Like many engines, Trial includes a "scene graph" – a tree of nodes in which the objects that are drawn or are interactable are organised. Each node is a scene-node with a container pointer to its parent node. Nodes that can contain other child nodes are containers. Nodes that can be named are called entitys. If an entity is named, it is uniquely identified by its name within the scene it is contained in. An entity can be obtained via its name with the node function.

Graph Operations

Operating on the graph is rather simple: enter is used to introduce a node into a container, and leave is used to remove it again. When a node is entered, it is also registered on the graph's root scene. Similarly, when it is left, the node and any children it might have are first deregistered. When the name of an entity is changed via setf, the object is also first deregistered and then re-registered after the name change.

Each container must be a sequence and as such can be iterated over as one, using either for:for or sequences:dosequence. All other standard sequence operations are naturally required to be supported as well.

You can also clear a container fully, though note that this will not recursively clear if the container contained other containers. When a container is finalized, all of its children are also finalized and the container is cleared, though as with all finalization you should not rely on any particular state after finalization.

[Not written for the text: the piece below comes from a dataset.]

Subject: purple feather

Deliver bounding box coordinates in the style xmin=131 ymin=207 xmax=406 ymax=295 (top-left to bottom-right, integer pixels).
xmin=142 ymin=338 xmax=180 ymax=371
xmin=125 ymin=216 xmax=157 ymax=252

Finally, you can check whether a node is within a container with contained-p, and retrieve the container it is in (if any) with the container function. To retrieve the root scene, simply use the scene function.

Reacting to Scene Changes

When a node in the scene graph is added or removed, you can react to that change at the immediate child level via methods on enter and leave. Any enter and leave operation will also bubble upwards (to the root) of the tree via register and deregister calls correspondingly, so you can react to changes lower down in the tree via methods on those functions.

Note that all of those functions are called synchronously, so performing expensive operations in them will also make scene tree changes expensive as well. However, it also allows you to perform consistency checks and error out, should an insertion or removal be considered invalid.

In order to react to changes elsewhere in the scene graph, you can add an event handler for the register and deregister events. Note that these will be asynchronous and will only be handled after the change has already been performed.

Entity Mixins

By themselves nodes don't actually do anything. Often you'd like the nodes to carry some properties such as a location, orientation, etc. To this end, Trial offers a number of mixin classes:

Note that if you use multiple of these mixins that the order in which you specify them in the superclass list matters, as it determines the order in which their transformations apply to the model-matrix via apply-transforms.

Container Types

While you can create your own container types when necessary, Trial already provides a number of containers that should fit almost every need out there.

Defining your own container types is simple – all you need to do is subclass container, and implement clear, enter, leave, and the necessary sequence methods (most notably sequences:make-sequence-iterator).